Published: 5 November 2013

A University of Southampton student has received national recognition from the British Computer Society (BCS) for his research into multi agent systems. This is the third student from the university’s Agents, Interaction and Complexity (AIC) research group to win a Council of Professors and Heads of Computing (CPHC) award for his thesis, in conjunction with the BCS.

Long Tran-Thanh was selected as runner-up in the Distinguished Dissertation Award 2013 for his dissertation on Budget-limited multi-armed bandits. He also received an honourable mention in the 2012 Dissertation Award sponsored by the European Artificial Intelligence Association (ECCAI).

His thesis explores sequential decision-making and focuses on different multi-armed bandit models with constraints, such as budget limits or pulling restrictions. His research investigates how autonomous agents can make decisions within those models if the information is not known or is uncertain. He is the first to focus on observing the output of that decision-making and has developed efficient algorithms to help balance exploration and exploitation in order to maximise total payoff.

His findings are already attracting interest in real-world applications such as online keyword bidding, decentralised coordination of unmanned autonomous vehicles and crowdsourcing.

Long is the third student from the AIC group to be recognised by the awards.
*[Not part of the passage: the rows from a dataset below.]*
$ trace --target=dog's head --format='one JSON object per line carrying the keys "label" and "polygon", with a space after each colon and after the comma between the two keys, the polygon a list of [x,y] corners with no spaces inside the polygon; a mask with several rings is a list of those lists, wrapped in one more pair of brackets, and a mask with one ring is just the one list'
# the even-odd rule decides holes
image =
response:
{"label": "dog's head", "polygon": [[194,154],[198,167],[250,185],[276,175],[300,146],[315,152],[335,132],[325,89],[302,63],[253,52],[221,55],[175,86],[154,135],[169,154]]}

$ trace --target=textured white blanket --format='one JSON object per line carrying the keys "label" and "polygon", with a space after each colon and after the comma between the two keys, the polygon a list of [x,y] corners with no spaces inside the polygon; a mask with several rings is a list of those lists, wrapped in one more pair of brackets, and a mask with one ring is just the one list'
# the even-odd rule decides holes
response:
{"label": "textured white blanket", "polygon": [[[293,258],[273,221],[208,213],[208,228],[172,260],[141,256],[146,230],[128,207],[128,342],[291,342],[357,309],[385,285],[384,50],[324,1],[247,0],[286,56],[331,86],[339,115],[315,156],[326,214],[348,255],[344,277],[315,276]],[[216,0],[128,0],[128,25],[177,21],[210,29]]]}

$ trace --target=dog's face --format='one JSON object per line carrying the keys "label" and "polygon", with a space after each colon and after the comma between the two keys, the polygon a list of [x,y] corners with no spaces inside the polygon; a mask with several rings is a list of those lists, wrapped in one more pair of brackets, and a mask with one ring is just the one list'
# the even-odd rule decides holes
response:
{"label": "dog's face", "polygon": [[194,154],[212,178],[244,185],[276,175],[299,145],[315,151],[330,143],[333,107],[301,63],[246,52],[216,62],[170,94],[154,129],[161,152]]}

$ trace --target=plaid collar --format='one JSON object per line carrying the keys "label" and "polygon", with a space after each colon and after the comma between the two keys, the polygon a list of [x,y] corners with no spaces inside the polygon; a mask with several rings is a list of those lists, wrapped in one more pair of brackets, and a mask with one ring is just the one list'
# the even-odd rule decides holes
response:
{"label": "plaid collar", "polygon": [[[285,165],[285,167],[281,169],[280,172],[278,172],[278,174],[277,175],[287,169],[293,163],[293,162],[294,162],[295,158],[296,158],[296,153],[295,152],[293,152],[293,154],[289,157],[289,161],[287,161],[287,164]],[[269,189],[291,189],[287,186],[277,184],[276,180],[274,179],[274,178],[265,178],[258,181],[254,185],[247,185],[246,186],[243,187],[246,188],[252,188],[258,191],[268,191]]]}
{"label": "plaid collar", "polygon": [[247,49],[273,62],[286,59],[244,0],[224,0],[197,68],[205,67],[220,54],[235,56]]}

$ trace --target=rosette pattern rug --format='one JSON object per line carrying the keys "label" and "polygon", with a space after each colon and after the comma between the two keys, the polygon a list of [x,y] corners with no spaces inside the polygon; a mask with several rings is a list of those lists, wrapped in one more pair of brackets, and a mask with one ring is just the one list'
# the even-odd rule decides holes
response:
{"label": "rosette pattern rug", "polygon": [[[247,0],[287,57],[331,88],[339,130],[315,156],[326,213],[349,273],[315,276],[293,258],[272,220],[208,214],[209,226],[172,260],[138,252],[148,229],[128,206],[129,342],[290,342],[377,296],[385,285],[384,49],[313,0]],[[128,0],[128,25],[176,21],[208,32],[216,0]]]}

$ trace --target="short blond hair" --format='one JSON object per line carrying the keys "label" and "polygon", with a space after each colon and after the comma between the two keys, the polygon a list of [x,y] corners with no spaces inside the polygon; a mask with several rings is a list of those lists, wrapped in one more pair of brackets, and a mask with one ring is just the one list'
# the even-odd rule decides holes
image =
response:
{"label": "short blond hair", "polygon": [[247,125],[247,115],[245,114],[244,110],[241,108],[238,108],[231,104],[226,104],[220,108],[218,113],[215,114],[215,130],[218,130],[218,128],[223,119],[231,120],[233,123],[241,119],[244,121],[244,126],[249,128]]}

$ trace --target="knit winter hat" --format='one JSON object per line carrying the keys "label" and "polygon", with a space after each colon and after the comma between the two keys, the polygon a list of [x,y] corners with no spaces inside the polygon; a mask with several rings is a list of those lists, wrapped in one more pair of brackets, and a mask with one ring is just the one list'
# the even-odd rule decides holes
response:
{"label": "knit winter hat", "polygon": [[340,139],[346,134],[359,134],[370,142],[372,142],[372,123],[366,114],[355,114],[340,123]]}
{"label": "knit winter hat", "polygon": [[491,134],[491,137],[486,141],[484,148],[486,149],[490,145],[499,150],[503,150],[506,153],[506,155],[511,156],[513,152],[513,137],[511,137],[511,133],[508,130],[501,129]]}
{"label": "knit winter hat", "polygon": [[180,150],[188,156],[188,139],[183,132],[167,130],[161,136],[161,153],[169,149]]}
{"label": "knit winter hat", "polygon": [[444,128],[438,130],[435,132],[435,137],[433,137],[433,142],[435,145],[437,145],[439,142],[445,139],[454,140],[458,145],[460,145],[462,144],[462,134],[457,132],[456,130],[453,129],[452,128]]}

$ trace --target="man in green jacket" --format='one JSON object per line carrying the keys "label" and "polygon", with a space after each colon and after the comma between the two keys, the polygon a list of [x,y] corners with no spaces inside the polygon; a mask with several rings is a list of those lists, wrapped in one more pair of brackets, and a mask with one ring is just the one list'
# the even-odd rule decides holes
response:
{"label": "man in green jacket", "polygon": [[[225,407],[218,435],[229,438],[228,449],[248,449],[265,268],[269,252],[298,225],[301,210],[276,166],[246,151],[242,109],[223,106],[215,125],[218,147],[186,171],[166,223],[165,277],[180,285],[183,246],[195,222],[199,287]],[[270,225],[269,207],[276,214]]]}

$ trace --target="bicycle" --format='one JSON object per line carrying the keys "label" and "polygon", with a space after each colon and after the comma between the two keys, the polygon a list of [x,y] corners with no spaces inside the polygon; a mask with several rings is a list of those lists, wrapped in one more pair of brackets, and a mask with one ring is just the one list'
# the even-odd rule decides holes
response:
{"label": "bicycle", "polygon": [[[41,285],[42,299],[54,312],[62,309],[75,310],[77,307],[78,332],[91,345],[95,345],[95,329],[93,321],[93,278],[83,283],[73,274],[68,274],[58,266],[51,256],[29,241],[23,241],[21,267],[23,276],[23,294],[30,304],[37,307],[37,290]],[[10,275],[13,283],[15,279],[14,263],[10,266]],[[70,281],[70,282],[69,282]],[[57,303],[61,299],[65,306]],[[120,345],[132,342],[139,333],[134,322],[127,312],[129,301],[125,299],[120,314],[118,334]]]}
Dr Rajdeep Dash won the Distinguished Dissertation Award in 2007 for his research into computational mechanism design and in 2008 Senior Research Fellow Talal Rahwan also won the prize for his work developing new algorithms to enable greater co-operation between agents.

Professor Nick Jennings, Head of AIC, said: “We are delighted that Long has been recognised for his excellent research. He is the third student from AIC to be recognised by the CPHC and BCS in this way – a fantastic achievement for one research group.”

Long said: “I was surprised and pleased to receive this award. It recognises the hard work I have done over the past three years and I hope it will help me in my future career.”

The annual CPHC/BCS award selects the best British PhD/DPhil dissertations in computer science. Following a rigorous review process involving over 60 technical experts, the judging panel selected four dissertations it regarded as exemplary, one of which was Long’s.

The judging panel said of Long’s dissertation: “The panel thought it was particularly noteworthy that Long’s thesis both makes significant theoretical contributions, and provides solutions which can be beneficially employed in practice.”

Long, who was born in Vietnam and grew up in Hungary came to Southampton in 2008 to study his PhD in Computer Science and is now a post doctoral research fellow at the University working on the ORCHID project that investigates how human and software agents can effectively work together to collect the best possible information from a disaster environment.

““When I first came to Southampton I was very impressed by the enthusiasm of the academic staff and I thought I would get good support and motivation here and I was right. I have been here for five years and it has been the best time of my life,”“ said Long.